Happy Matzah Day, everyone! And why is tonight unlike all other nights? Because it is April Fool’s Day. And I better not have to cut a bitch.
April Fool’s day is the most horrid, most putrid day of the year. And not just because of the collective smell from Saran Wrapped toilet seats.
I hate practical jokes. Hate them. And if you play one on me, I WILL get angry. There is no “Ha ha ha ha…oh YOU” with me. There is only “WHAT THE F--K IS WRONG WITH YOU I WILL PUNCH YOU IN THE FACE AND I WILL BREAK YOUR FAVORITE STUFF AND WHEN YOU HAVE CHILDREN I WILL TELL THEM THAT SANTA CLAUS IS YOU.”
That is how seriously I take practical jokes. I just don’t understand them. Why would you purposely trick someone unless you hate them?

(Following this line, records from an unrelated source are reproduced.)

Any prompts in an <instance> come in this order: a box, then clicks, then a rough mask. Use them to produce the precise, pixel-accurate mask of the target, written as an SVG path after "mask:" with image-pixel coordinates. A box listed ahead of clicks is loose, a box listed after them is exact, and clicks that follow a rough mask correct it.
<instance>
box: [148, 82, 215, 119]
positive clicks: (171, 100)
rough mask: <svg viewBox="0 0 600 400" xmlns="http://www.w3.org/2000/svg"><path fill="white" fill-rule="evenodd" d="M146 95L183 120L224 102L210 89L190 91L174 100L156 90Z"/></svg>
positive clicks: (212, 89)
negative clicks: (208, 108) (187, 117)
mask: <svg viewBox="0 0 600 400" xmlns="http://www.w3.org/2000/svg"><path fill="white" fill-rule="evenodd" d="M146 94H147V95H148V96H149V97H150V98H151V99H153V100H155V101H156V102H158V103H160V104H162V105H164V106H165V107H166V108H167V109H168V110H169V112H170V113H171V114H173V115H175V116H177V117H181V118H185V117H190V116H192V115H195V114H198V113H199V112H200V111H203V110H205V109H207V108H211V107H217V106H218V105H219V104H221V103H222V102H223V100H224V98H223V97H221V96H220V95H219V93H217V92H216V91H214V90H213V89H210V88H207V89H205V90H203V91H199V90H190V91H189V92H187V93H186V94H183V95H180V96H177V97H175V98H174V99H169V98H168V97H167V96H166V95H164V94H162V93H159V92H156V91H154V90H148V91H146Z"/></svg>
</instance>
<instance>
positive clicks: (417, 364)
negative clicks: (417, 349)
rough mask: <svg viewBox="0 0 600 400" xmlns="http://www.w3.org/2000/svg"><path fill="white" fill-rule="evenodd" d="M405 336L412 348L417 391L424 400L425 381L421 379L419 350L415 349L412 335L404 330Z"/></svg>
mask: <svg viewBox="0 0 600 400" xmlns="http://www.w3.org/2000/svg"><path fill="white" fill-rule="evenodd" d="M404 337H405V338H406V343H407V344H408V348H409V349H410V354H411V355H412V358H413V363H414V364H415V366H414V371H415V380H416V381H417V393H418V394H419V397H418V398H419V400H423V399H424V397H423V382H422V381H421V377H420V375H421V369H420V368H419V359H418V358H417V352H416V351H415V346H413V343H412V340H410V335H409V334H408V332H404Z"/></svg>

Why would you ruin someone’s day…on purpose? My entire goal each day is ALREADY to a) not do something stupid and look like an asshole
b) not be repulsive to be around.
Basically, April Fool’s Day is the opposite of everything I stand for.
It’s not just the fact that practical jokes are inherently mean. It’s also the idea that people are conspiring against me. I hate when everyone else knows something I don’t, and I find out they’ve been lying to me. That’s why I have made very specific rules against surprise birthday parties. I have never been thrown one, and I like it that way. My parents learned their lesson early, when I was probably…oh…four? My family gathered in some room in our house on my birthday. And when I walked in, they started singing “Happy Birthday.” I ran out of the room crying and threw myself face-first onto my bed and bawled my eyes out. It was probably adorable. I hope it was heartbreaking. Serves them right for talking about me behind my back.
I realize that this post is so anger-ridden, especially on a day that is all about jokes. But that’s what April Fool’s Day is to me: a day of anger and spite. And if I can do one thing for you today, it is to make you hurt a little, too, so that you remember the hardships of your past: the tears of the slaves, the unleavened bread, and that time your brother put a rubber band around the nozzle of the water sprayer in the kitchen.
EDIT: It's my work partner's birthday today, and they're forcing me to lure him to a surprise party with lies! I've become everything I hate! This is for referencing Judaism inappropriately, isn't it? ...I knew it.